The company’s GMV totaled RMB1,457.6 billion ($214.7 billion) in the 12-month period ended September 30, a 73% increase year-over-year.
Moreover, Pinduoduo had 643.4 million monthly active users in the third quarter of 2020. That was up 50% from the 429.6 million it had in the third quarter of 2019.
Each user was also spending more money on the platform than before. In the 12 months ended September 30, Pinduoduo Inc’s annual spending per active buyer came in at RMB1,993.1 ($293.60), marking a 27% increase from the year-ago period.
The company was able to successfully monetize its expanding e-commerce platform. In the reporting quarter, Pinduoduo’s total revenue increased 89% year-over-year to RMB14.2 billion ($2.1 billion).
One of the growth drivers for the company has been groceries.
In Pinduoduo’s latest earnings conference call, the company’s chief executive officer, Chen Lei, said:
Post-pandemic we have noticed that consumer habit of grocery shopping in a wet market or supermarket are shifting. Many of our users have shifted to online channels for their daily staples. We saw a surge in orders for agricultural products in the first half of the year, not just for fruit and other root vegetables that can be easily transported, also for leafy vegetables and delicate foods.

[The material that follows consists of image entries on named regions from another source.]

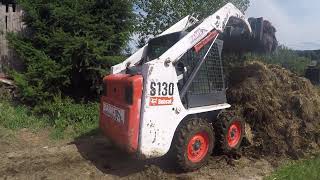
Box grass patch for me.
[0,100,49,130]
[265,155,320,180]
[0,98,99,139]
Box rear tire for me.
[215,111,245,153]
[172,118,215,171]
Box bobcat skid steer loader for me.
[99,3,261,171]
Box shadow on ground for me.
[72,130,174,177]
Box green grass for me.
[0,99,99,139]
[0,100,49,130]
[265,154,320,180]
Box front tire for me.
[172,118,215,171]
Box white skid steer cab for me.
[99,3,272,171]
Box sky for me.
[246,0,320,50]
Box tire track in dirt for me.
[0,130,273,179]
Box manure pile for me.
[227,62,320,158]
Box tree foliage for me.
[8,0,135,104]
[135,0,249,41]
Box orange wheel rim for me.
[187,132,209,163]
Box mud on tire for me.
[214,111,245,154]
[171,118,215,172]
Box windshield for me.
[147,32,187,61]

(Source: “Pinduoduo Inc. (PDD) CEO Chen Lei on Q3 2020 Results – Earnings Call Transcript,” Seeking Alpha, November 12, 2020.)
He added that Pinduoduo is now “China’s largest online platform for agricultural products.”
In a country with a population of around 1.4 billion, being a dominant player in the online grocery business could serve as a multi-year catalyst for PDD stock.
Put it all together and you see that Pinduoduo Inc could be something special.
If the company can maintain the growth momentum of its business while staying profitable, I wouldn’t be surprised to see Pinduoduo stock continue to travel on its uptrend.